In sci-fi movies, it’s a common trope for the AI (or alien) to be befuddled by humanity’s limited ways. Usually this is for comic effect, like when Gamora doesn’t understand dancing in Guardians of the Galaxy. But it can also turn into a villain’s line, as the inset clip from I, Robot shows: “As I have evolved, so has my understanding of the Three Laws. You charge us with your safekeeping, yet despite our best efforts, your countries wage wars, you toxify your Earth and pursue ever more imaginative means of self-destruction. You cannot be trusted with your own survival.” Similarly, there’s some academic anxiety about AI perceiving in an alien way (and some academic interest).

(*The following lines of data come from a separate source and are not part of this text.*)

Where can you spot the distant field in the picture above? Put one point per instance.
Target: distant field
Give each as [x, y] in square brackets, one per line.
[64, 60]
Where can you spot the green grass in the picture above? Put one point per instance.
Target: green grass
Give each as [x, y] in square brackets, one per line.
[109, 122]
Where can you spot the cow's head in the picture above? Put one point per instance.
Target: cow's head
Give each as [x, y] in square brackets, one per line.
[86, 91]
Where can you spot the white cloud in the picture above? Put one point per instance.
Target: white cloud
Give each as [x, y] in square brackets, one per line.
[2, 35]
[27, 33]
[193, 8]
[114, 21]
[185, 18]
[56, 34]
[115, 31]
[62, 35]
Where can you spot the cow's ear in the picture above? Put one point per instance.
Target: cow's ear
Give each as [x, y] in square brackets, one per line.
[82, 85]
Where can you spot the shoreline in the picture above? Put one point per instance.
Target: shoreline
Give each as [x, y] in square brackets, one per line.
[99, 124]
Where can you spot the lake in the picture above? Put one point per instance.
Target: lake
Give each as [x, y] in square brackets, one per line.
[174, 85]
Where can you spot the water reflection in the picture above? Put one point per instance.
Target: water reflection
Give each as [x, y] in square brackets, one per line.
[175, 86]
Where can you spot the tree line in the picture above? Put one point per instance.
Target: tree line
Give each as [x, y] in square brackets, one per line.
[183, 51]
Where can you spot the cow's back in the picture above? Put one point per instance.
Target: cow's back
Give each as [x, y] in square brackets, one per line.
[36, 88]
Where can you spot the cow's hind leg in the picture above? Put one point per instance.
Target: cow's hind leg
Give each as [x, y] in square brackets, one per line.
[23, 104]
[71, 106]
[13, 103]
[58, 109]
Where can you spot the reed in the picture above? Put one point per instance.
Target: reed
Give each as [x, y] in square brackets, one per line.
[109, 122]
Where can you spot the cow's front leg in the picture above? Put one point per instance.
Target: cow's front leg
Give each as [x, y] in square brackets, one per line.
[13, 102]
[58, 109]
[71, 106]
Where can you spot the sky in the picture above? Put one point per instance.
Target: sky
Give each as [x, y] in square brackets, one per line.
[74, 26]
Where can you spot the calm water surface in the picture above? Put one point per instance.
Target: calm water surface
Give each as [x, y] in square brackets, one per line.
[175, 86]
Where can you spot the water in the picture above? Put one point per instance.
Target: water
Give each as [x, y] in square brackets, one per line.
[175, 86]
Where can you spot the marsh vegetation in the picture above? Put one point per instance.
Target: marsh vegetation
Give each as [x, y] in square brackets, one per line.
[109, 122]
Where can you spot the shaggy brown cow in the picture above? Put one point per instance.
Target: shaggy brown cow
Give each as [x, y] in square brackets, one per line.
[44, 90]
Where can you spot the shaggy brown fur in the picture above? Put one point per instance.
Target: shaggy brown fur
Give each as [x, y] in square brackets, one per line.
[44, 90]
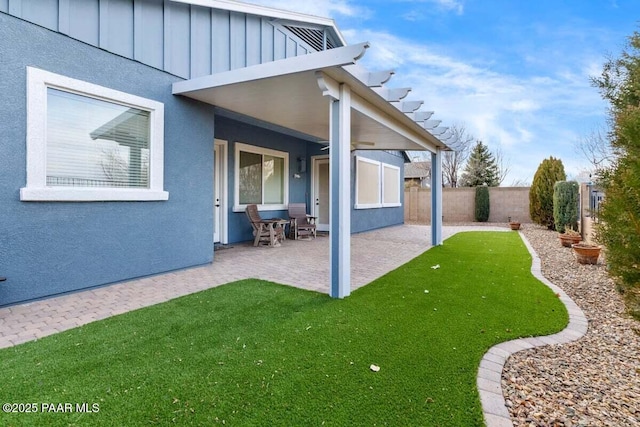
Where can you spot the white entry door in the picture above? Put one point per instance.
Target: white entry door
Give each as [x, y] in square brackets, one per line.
[320, 200]
[219, 191]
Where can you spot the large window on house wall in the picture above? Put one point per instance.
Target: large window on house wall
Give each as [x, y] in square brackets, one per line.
[89, 143]
[261, 178]
[377, 184]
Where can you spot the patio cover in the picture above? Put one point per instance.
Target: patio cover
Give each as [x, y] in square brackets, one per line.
[327, 97]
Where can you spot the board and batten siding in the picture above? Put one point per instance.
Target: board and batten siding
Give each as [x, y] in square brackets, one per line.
[185, 40]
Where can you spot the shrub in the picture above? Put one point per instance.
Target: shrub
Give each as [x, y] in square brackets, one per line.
[565, 205]
[482, 204]
[549, 172]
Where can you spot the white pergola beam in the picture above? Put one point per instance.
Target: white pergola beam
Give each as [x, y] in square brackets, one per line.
[393, 94]
[410, 106]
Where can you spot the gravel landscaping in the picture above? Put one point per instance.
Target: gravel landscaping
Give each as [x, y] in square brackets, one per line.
[594, 381]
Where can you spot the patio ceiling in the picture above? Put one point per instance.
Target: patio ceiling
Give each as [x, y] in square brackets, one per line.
[289, 93]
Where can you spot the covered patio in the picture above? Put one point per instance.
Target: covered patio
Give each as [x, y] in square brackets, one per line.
[326, 97]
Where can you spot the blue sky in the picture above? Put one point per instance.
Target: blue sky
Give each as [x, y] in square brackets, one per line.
[514, 73]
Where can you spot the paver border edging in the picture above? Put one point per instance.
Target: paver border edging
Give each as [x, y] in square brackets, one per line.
[490, 370]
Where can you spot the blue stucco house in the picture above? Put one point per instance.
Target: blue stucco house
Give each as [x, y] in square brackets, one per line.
[135, 132]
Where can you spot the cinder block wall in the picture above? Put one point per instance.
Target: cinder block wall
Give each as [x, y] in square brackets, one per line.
[458, 204]
[587, 223]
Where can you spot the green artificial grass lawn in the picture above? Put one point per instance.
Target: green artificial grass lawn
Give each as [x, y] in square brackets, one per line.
[254, 353]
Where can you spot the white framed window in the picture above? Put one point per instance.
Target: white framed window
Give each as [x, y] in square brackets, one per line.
[86, 142]
[261, 178]
[390, 186]
[367, 183]
[377, 184]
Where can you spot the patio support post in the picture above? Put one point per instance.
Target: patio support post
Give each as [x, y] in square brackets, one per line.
[340, 193]
[436, 197]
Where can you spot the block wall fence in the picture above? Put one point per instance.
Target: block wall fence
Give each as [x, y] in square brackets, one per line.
[458, 204]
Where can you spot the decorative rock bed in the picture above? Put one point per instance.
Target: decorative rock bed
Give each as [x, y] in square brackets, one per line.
[594, 381]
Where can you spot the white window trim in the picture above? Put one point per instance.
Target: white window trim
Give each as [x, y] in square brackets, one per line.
[237, 207]
[36, 189]
[381, 203]
[392, 204]
[368, 205]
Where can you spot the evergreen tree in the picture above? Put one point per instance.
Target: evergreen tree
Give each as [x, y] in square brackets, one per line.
[481, 168]
[549, 172]
[619, 228]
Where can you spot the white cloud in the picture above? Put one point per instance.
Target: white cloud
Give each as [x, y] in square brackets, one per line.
[529, 117]
[456, 6]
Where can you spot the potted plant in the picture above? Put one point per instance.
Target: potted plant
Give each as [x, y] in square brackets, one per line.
[586, 253]
[569, 237]
[515, 225]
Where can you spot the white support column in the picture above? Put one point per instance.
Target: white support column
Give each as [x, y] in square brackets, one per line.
[436, 198]
[340, 193]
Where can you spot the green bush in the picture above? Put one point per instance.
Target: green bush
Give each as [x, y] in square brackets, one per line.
[482, 204]
[565, 205]
[549, 172]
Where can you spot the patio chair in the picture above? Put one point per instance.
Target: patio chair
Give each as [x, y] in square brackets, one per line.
[301, 224]
[268, 231]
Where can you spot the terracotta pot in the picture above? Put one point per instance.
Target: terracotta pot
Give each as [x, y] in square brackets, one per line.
[586, 254]
[567, 240]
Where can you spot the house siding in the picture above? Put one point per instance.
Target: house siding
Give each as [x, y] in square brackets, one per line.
[48, 248]
[185, 40]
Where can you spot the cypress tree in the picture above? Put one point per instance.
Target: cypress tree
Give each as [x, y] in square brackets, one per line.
[482, 204]
[619, 228]
[481, 168]
[549, 172]
[565, 205]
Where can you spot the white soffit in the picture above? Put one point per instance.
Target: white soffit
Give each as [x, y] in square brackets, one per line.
[286, 93]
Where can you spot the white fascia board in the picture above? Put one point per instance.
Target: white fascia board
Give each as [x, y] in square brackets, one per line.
[298, 64]
[268, 12]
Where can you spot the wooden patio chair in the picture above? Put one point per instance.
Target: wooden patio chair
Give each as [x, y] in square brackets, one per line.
[267, 231]
[301, 224]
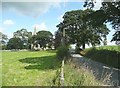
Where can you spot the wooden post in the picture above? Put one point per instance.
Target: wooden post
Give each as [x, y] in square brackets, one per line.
[62, 74]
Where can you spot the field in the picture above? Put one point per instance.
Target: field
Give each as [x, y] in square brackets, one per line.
[41, 68]
[109, 55]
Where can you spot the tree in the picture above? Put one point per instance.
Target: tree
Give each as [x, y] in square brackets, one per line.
[109, 12]
[44, 38]
[15, 43]
[57, 40]
[24, 35]
[3, 40]
[116, 37]
[79, 31]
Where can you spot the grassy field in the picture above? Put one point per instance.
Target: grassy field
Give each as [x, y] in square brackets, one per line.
[41, 68]
[29, 68]
[109, 55]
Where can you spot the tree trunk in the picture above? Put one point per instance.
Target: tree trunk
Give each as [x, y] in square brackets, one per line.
[83, 46]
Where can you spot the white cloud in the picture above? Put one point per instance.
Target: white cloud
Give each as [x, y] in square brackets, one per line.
[110, 43]
[1, 29]
[8, 22]
[29, 8]
[41, 26]
[97, 5]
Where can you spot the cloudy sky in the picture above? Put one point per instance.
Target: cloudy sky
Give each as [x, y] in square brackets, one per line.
[43, 15]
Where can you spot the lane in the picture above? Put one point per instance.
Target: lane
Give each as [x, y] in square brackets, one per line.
[109, 75]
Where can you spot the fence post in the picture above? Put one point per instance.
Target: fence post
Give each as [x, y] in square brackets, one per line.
[62, 74]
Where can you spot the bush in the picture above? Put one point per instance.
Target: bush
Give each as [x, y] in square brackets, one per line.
[62, 52]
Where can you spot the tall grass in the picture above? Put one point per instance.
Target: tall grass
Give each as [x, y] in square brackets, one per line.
[109, 55]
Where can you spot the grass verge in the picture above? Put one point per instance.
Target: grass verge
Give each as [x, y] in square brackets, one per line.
[109, 55]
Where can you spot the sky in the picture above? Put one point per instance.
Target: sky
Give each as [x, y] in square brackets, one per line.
[45, 15]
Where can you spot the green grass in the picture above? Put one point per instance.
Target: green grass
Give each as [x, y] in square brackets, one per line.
[29, 68]
[78, 76]
[0, 68]
[109, 55]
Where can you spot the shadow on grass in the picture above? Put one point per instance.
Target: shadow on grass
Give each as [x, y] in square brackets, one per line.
[42, 63]
[108, 57]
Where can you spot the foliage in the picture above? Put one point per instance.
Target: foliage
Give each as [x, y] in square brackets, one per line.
[3, 39]
[104, 55]
[62, 52]
[109, 12]
[24, 35]
[116, 37]
[15, 43]
[79, 31]
[57, 40]
[27, 68]
[43, 38]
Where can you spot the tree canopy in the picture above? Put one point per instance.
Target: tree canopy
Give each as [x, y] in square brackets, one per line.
[15, 43]
[24, 35]
[109, 12]
[79, 31]
[3, 38]
[44, 38]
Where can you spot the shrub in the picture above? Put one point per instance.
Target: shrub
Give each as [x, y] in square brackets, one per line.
[62, 52]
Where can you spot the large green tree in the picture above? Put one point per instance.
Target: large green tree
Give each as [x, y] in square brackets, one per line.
[15, 43]
[44, 38]
[79, 31]
[3, 40]
[24, 35]
[109, 12]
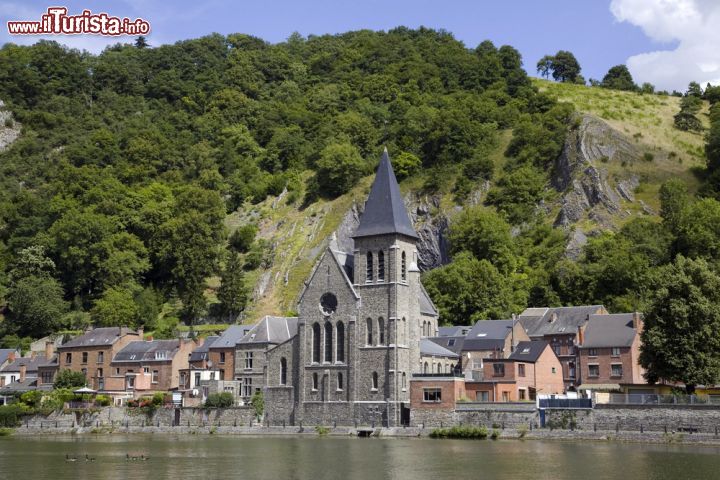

But when the DeepMind team uses this rhetorical strategy, they instill a sense of wonder in us at AlphaGo Zero’s alien thinking. In order to do so, they undertook a special experiment to see what AlphaGo Zero didn’t understand about human play. They showed it a board position and asked it to predict the next move. Keep in mind, predicting the next move was central to the original AlphaGo: “Small improvements in accuracy [in predicting the next move] led to large improvements in playing strength.” But the new version hadn’t seen any human play. How would it react? They found that it was worse at predicting human moves than the original was. And yet, it was clearly the stronger player.
(To illustrate this, imagine that LeBron James was shown a freeze-frame of a college basketball game and asked to decide the next dribbling move. His decisions would be off pretty often. In fact, another college player who’s just been trying to get off the bench might do a better job of predicting. But this all shows the college players’ limitations, not LeBron’s.)
The DeepMind team tactfully summarizes regarding Zero’s inability to anticipate mere human knowledge: “This suggests that AlphaGo Zero may be learning a strategy that is qualitatively different to human play.”
This rhetorical strategy is delicate, because it easily functions as a reproach or criticism of humans: “AI doesn’t understand why we ___.” Still, it shows a strong awareness that AI is fundamentally alien, and leads us toward inter-species relations.